Former President, Bill Clinton was famous for keeping index cards with notes about each new person he met daily. His forward thinking attitude helped him build a strong network even while in college as he planned for his future political career. Known for his ability to connect with people and form a personal bond, Clinton utilized his index card system to recall important facts about people he met.

I encourage my students and clients to write notes on the back of business cards they acquire to remember specifics about people. This can be especially helpful after an interview when you are composing a thank you note.  And when it comes to stewarding your network, you should write thank you notes and follow-up with phone calls intermittently to show your sincere appreciation, even when you are not seeking their assistance.
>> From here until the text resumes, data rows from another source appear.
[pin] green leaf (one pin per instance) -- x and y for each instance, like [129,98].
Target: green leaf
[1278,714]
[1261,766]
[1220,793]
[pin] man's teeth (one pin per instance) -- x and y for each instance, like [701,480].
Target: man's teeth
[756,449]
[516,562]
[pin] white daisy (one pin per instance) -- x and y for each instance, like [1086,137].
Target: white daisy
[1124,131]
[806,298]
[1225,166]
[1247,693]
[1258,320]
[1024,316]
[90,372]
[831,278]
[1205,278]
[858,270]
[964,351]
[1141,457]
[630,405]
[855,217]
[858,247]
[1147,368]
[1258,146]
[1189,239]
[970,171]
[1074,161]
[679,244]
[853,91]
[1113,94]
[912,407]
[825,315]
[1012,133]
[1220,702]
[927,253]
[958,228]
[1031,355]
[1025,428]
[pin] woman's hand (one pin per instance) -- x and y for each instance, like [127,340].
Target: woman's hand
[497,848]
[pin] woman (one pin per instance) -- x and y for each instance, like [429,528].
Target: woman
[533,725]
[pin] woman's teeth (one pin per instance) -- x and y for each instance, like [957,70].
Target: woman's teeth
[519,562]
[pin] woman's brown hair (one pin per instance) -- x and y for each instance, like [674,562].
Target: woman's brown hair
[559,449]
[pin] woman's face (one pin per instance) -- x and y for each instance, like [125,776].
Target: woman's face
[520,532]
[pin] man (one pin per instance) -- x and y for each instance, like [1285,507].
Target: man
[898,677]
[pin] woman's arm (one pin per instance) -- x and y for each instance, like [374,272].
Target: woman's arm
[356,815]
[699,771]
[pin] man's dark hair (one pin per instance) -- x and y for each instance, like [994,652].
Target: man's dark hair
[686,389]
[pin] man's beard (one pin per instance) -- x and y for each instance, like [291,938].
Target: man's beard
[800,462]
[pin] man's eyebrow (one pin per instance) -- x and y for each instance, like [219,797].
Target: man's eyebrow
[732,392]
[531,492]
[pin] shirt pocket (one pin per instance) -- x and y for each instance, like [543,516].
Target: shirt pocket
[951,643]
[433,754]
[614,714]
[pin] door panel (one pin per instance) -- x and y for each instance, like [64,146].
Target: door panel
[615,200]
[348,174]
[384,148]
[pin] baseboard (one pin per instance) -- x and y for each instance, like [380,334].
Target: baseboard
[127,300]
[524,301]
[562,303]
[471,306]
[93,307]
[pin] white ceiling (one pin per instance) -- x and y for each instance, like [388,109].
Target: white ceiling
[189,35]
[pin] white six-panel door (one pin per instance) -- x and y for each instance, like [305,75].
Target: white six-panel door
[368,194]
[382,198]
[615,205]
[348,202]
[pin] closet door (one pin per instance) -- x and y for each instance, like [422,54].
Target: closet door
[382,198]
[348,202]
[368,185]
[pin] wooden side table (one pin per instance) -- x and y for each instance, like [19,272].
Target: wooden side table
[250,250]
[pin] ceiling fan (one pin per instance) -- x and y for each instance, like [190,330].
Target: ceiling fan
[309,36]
As an experiment, start logging the new people you meet each day and jot down a few notes about them on an index card, à la Bill Clinton. At the end of the week reflect upon the number of new contacts you have made and take stock of these new members of your community. From the UPS delivery person to the new client at work, this is how you grow your network one person at a time.

 

Pay-It-Forward

I believe it takes a village to develop a career in the professional world and the first step is to surround yourself with people you respect and trust. The next step is to be conscious of how you can pay-it-forward and help others in return. We introduce new relationships into our lives every day whether consciously or not, and having the awareness that you can help others is not only good for the karmic circle of life, it’s just the right thing to do.

Angela Jia Kim, CEO and Founder of Om Aroma & Co. and Co-Founder of Savor the Success has built her business on the Give, Give, Get rule when networking. Nothing is more of a turn off than someone who is in it just for themselves. When you are a genuine networker and operate from a position of authenticity people are more apt to help you. After all, business is all about human interaction so considering how you can help others will increase your personal capital.

Paying it forward is not just applicable to networking.  I have interviewed 100+ women across the country for my career transition book and the majority of them talk about their commitment to giving back. Whether it is volunteering your time and expertise or donating a percentage of targeted proceeds towards a worthy cause, generosity and the spirit of community is being celebrated on a grand scale.

Careers are a life long journey and we’ve all had people that were instrumental in helping us along the way in good times and in bad. Make an effort to be conscious about how you are helping others because what goes around really does come around. It may require some new mindsets, behaviors and strategies, but at the most basic level, all it requires is that you make a choice. By giving back, you just might be a role model for someone else and help make the pay-it-forward behavior the norm for everyone.